Ghanaian engineer and academic

Amevi Acakpovi is a Ghanaian academic and engineer who serves as the Vice-Chancellor of Accra Technical University (ATU). He specializes in electrical and energy systems engineering, with research focused on renewable energy, hybrid power systems, smart grids, and microgrid optimization.

== Early life and education ==
Acakpovi completed a Bachelor of Science degree in Computer and Electrical Engineering from the Lokossa Institute of Technology in Benin in 2006, followed by a master's degree in Electrical Engineering from the University of Abomey-Calavi in 2009. He received a Doctor of Philosophy (PhD) in Energy Systems Engineering from Open University Malaysia in 2017. He obtained a Postgraduate Certificate in International Higher Education Practice from Coventry University in 2018 and a certificate in doctoral supervision at Stellenbosch University.

== Career ==
Acakpovi spent his academic career at Accra Technical University, serving as Head of the Electrical/Electronics Engineering Department from 2012 to 2018 and Dean of the Faculty of Engineering from 2018 to 2020. He was appointed Pro Vice-Chancellor in December 2020, having previously held the role on an acting basis in 2019 and 2020. He assumed the role of Acting Vice-Chancellor in July 2023.

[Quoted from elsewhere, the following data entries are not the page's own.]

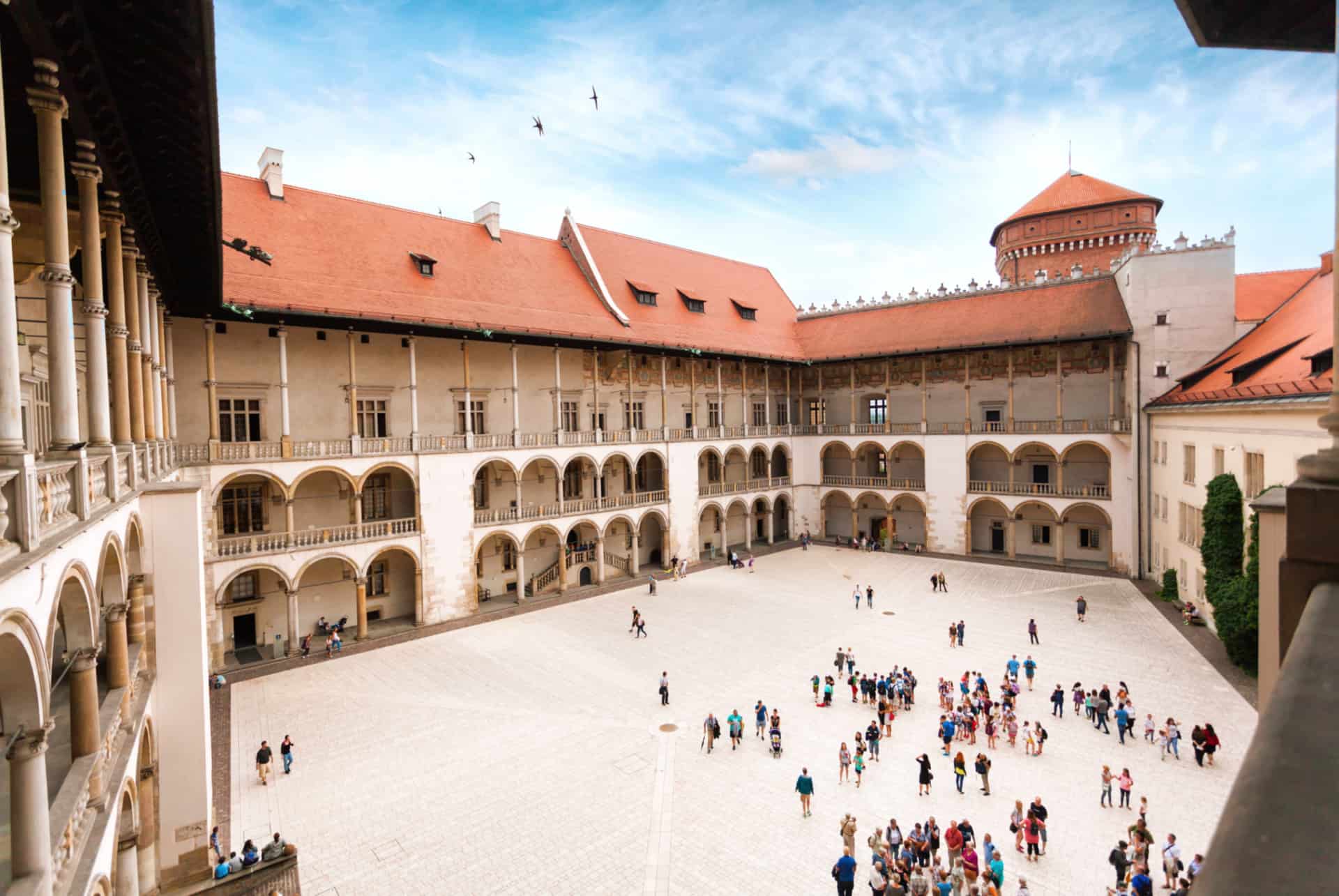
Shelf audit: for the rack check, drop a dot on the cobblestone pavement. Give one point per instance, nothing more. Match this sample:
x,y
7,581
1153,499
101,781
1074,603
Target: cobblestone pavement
x,y
527,757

The university's Governing Council appointed him as the substantive Vice-Chancellor in January 2026. He launched the 2026–2030 Strategic Plan to align with the Sustainable Development Goals and the African Union's Agenda 2063. He expanded the academic curriculum by securing accreditation for 12 master's programs and 25 Bachelor of Technology programs. He established an industry partnership with Nestlé Ghana to train female engineering students in mechanical and electrical disciplines.

Acakpovi secured over $2.3 million in competitive research and institutional development grants. He led the establishment of the Sustainable Energy Service Centre at the university through the Millennium Challenge Corporation and acquired a GIZ grant to train energy auditors. He served as the institutional lead for grants from the Ghana Skills Development Fund, the Mastercard Foundation ACTIVATE Project, and the Design and Technology Institute.

== Research ==
Acakpovi researches energy systems engineering, specializing in hybrid renewable energy systems, smart grid modeling, and electromagnetic compatibility. He develops microgrid designs and applies artificial intelligence and Internet of Things (IoT) technology to power systems. He has authored over 150 peer-reviewed journal articles and conference papers. Accra Technical University hosted its first international academic conference in 2025 during his tenure, producing more than 200 peer-reviewed publications. He acts as a scientific reviewer and editorial board member for international journals published by IEEE, Springer, and Elsevier.

== Professional affiliations ==
He is a Fellow Professional Engineer with the Institution of Engineering and Technology, Ghana, and holds Senior Member status in the Institute of Electrical and Electronics Engineers (IEEE). He serves as President of the International Electrotechnical Commission (IEC) National Committee of Ghana and chairs the African Electrotechnical Standardization Commission (AFSEC) Technical Committee 77.

== Awards ==
Professional bodies in Ghana named Acakpovi the Best Engineering Technologist of the Year 2025. He received the Best Researcher Award at the International Young Scientist Awards in 2023. He won the Decade Researcher Award at the Applied Research Conference in Africa in August 2021. The Solarquarter Grandmaster Awards recognized him for Excellence in Research and Development Leadership in February 2023. Accra Technical University received national recognition for SDG Research under his administration.